Una grave crisis de seguridad se vive en Colombia tras la retención de 57 militares por parte de civiles presuntamente manipulados por el grupo guerrillero Estado Mayor Central (EMC), la principal disidencia de las FARC. El hecho ocurrió entre el sábado 21 y domingo 22 de junio en el Cañón del Micay, una zona estratégica del departamento de Cauca, al suroeste del país, conocida por su fuerte presencia del narcotráfico.
Según informó el Ejército Nacional de Colombia, los incidentes ocurrieron en los municipios de El Tambo y El Plateado, donde un pelotón fue interceptado durante una operación de control territorial. Posteriormente, otro grupo de militares fue rodeado por unas 200 personas que habrían sido constreñidas por miembros del grupo armado residual Carlos Patiño, vinculado al EMC. En total, cuatro suboficiales y 53 soldados profesionales permanecen retenidos en contra de su voluntad.
El general Alberto Mejía, en un mensaje en video, calificó la situación como un “secuestro”, señalando que los guerrilleros estarían “infiltrados entre la población civil” para impedir el avance de las fuerzas militares. La Tercera División del Ejército calificó estos actos como violaciones graves a los derechos fundamentales, y los catalogó como delitos de secuestro simple, concierto para delinquir, violencia contra servidor público, y obstrucción a la función pública.

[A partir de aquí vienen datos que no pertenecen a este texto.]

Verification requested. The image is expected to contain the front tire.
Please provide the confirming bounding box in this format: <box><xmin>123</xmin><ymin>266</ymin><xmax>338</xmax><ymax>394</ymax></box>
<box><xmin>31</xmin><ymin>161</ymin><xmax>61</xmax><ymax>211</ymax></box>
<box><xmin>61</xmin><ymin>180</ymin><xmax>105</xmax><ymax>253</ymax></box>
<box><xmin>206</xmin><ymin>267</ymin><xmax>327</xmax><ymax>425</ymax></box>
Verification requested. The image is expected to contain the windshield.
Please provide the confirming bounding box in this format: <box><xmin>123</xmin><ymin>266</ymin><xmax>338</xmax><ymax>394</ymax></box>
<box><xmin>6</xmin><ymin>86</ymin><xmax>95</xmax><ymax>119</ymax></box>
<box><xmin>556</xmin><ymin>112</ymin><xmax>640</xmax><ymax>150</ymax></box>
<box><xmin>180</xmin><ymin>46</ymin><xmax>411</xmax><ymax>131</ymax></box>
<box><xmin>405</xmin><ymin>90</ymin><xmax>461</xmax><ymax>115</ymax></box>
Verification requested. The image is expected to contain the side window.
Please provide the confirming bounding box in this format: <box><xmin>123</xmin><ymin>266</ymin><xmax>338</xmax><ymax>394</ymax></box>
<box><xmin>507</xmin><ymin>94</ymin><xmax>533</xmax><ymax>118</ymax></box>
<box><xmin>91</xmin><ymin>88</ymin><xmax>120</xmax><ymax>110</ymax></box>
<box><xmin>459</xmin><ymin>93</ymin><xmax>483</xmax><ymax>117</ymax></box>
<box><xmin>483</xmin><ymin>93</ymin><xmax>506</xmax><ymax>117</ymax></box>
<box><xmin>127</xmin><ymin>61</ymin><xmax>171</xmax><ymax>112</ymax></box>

Esta modalidad de retención no es nueva en la zona. En marzo pasado, 29 uniformados también fueron retenidos bajo circunstancias similares y liberados tras negociaciones con organismos humanitarios. La zona del Cañón del Micay es considerada un enclave clave para la producción y tráfico de cocaína, lo que la convierte en escenario frecuente de confrontaciones armadas entre el Estado y grupos ilegales.
El presidente Gustavo Petro ha intentado recuperar el control del área mediante operativos y diálogos de paz, pero el proceso enfrenta obstáculos. El líder del EMC, alias “Iván Mordisco”, abandonó las negociaciones, aumentando la tensión y la incertidumbre en la región. Mientras tanto, el Ejército mantiene su presencia en la zona y realiza gestiones para asegurar el regreso seguro de los militares secuestrados.